Final Considerations

It is hardly imaginable to think that there may be no more resources available to dedicate to the care of the intensive care patient, regardless of considerations of age and acute pathology, in the near future. However, for want of extensive resources to dedicate to intensive care medicine, it is necessary to consider a model of such care in different terms with respect to the past.
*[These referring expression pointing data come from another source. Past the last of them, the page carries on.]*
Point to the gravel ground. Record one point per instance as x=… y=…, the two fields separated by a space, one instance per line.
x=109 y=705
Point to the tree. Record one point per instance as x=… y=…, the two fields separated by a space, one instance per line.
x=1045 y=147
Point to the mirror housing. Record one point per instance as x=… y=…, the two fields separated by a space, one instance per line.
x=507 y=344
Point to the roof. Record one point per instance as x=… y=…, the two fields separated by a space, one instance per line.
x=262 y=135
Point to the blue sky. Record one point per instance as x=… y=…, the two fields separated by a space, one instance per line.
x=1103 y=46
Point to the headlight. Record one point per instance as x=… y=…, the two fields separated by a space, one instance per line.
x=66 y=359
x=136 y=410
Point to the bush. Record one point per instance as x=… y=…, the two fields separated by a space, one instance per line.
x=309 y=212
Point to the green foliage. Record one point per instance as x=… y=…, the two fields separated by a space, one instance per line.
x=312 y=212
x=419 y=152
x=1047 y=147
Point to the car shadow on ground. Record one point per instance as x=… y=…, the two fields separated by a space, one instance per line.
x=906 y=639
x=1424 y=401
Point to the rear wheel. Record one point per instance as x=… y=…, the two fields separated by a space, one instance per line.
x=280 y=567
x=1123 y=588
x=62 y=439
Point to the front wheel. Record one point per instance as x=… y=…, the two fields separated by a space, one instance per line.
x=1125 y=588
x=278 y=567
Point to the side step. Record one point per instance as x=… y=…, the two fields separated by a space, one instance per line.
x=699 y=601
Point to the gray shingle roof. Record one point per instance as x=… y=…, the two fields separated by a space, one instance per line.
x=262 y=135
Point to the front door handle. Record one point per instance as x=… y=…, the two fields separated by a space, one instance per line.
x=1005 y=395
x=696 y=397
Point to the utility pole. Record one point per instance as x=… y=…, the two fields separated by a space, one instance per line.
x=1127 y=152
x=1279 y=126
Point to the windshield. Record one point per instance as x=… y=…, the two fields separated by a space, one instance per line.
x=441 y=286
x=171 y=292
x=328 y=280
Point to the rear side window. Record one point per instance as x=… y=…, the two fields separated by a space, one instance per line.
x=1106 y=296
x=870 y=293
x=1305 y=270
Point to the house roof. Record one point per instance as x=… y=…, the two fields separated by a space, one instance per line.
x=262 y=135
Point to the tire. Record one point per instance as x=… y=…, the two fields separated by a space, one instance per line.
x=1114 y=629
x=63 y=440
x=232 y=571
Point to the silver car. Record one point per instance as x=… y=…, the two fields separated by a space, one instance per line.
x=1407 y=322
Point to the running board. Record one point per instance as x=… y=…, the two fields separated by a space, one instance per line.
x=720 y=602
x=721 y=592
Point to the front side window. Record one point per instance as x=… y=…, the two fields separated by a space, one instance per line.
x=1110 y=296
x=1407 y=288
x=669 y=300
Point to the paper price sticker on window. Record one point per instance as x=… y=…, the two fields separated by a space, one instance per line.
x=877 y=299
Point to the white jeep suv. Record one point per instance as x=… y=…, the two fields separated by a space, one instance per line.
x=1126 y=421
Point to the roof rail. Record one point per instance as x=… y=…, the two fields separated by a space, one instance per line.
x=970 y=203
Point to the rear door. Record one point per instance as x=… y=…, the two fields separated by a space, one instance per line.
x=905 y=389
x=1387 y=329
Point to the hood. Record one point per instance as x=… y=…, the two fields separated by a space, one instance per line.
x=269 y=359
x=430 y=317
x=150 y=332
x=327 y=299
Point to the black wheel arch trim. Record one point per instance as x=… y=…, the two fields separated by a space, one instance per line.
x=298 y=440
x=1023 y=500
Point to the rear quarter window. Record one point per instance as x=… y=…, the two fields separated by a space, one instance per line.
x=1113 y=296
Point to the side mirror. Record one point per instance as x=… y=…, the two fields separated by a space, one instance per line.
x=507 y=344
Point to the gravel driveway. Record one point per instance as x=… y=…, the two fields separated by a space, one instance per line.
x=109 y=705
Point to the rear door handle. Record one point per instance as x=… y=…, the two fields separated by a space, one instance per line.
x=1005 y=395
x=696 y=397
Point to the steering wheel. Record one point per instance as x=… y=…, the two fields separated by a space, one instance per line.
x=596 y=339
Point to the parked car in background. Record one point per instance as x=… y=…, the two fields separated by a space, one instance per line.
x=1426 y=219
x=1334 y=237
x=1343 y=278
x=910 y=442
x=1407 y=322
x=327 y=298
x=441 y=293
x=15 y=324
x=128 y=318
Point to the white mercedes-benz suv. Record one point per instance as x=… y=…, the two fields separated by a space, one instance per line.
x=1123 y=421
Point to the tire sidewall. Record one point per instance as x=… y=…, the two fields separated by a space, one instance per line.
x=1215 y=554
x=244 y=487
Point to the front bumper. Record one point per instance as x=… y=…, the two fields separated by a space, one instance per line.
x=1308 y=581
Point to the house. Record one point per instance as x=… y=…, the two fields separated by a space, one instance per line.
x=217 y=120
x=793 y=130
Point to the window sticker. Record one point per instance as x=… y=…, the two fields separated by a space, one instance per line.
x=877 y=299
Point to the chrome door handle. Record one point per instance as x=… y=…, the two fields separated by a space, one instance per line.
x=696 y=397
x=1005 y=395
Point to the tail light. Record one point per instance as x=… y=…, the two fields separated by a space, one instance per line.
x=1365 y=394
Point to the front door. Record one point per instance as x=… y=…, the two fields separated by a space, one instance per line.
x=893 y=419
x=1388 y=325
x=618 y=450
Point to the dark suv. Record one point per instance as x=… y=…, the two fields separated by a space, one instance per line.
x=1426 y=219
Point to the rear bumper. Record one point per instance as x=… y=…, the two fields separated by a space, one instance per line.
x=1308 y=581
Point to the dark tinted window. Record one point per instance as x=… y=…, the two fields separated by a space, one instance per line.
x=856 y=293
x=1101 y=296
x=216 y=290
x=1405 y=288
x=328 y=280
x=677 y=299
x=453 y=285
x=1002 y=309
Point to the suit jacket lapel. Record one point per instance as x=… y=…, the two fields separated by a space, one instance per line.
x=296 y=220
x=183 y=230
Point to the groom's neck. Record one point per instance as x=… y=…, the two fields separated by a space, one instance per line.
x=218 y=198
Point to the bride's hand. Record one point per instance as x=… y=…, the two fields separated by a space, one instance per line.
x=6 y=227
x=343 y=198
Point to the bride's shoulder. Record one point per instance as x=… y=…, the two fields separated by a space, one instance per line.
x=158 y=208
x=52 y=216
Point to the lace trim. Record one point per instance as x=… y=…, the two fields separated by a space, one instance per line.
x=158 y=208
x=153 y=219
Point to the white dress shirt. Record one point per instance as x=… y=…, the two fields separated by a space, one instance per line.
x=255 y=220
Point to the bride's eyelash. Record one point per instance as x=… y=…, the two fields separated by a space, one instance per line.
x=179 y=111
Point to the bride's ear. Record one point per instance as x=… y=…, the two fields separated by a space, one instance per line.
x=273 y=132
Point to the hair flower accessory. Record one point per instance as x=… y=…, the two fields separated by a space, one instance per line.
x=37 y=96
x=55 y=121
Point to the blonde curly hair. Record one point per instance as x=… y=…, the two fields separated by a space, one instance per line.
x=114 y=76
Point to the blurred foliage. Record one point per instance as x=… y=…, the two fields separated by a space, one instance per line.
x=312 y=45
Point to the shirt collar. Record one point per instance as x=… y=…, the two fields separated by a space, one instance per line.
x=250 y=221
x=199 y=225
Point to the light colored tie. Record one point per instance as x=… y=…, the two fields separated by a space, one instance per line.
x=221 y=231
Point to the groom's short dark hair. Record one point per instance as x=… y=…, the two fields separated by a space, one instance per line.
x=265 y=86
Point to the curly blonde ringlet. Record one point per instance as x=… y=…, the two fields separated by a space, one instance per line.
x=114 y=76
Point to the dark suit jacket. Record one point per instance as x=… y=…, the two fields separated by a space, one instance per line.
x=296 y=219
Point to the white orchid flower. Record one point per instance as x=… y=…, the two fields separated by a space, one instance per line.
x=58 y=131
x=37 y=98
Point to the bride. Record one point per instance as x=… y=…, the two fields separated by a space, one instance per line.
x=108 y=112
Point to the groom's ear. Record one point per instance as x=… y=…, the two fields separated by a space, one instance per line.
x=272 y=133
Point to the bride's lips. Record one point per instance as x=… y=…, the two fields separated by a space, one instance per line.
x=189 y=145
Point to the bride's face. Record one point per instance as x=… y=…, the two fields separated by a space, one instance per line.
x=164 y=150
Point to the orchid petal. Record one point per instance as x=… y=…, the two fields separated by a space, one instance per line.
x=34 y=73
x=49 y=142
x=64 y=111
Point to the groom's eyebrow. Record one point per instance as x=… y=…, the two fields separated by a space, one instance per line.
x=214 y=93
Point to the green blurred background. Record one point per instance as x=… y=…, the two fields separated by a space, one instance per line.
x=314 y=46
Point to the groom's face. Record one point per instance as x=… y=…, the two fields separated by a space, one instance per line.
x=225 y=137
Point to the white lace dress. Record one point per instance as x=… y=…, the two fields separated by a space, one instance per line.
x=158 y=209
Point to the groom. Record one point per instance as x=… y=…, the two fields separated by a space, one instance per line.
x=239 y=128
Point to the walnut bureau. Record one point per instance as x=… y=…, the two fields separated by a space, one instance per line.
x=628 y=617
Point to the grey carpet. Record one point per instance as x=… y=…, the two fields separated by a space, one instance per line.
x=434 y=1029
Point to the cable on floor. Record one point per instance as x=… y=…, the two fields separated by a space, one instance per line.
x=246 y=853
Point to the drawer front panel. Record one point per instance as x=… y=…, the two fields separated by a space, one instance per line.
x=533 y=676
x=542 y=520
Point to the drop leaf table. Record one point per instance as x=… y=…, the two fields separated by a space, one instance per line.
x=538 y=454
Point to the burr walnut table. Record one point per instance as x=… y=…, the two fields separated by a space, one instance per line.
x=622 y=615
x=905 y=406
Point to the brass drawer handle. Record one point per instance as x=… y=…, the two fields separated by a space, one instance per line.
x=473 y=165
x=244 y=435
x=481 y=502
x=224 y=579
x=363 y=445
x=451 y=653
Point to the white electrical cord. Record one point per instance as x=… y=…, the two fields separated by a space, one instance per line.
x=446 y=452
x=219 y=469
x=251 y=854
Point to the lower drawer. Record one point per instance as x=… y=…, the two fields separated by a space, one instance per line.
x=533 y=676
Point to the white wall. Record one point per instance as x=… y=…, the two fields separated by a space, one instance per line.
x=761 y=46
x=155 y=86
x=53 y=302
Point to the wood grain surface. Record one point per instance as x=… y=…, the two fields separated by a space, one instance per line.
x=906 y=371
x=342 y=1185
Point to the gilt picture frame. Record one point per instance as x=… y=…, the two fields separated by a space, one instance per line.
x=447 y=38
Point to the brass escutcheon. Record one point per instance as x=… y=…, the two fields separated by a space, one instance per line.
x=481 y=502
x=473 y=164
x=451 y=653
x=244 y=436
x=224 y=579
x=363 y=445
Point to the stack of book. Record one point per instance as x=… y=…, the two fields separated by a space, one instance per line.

Physicians must continue to be the defenders of the patient’s health, but in this role they must take into account the resources they use and oversee their utilisation with circumspection. Furthermore, it is necessary to consider new operational models of intensive care in order to guarantee optimal resource utilisation by regrouping critical patients with different acute pathologies in large-size intensive care facilities where there will always be a need to ensure both isolation and the differentiation of their treatment. Some attempts are already in progress, for instance by incorporating acute neurosurgery patients into general intensive therapy units. The benefits that may accrue include: (1) improved resource use; (2) economy of scale; (3) greater expertise and improved treatment for patients with complex pathologies.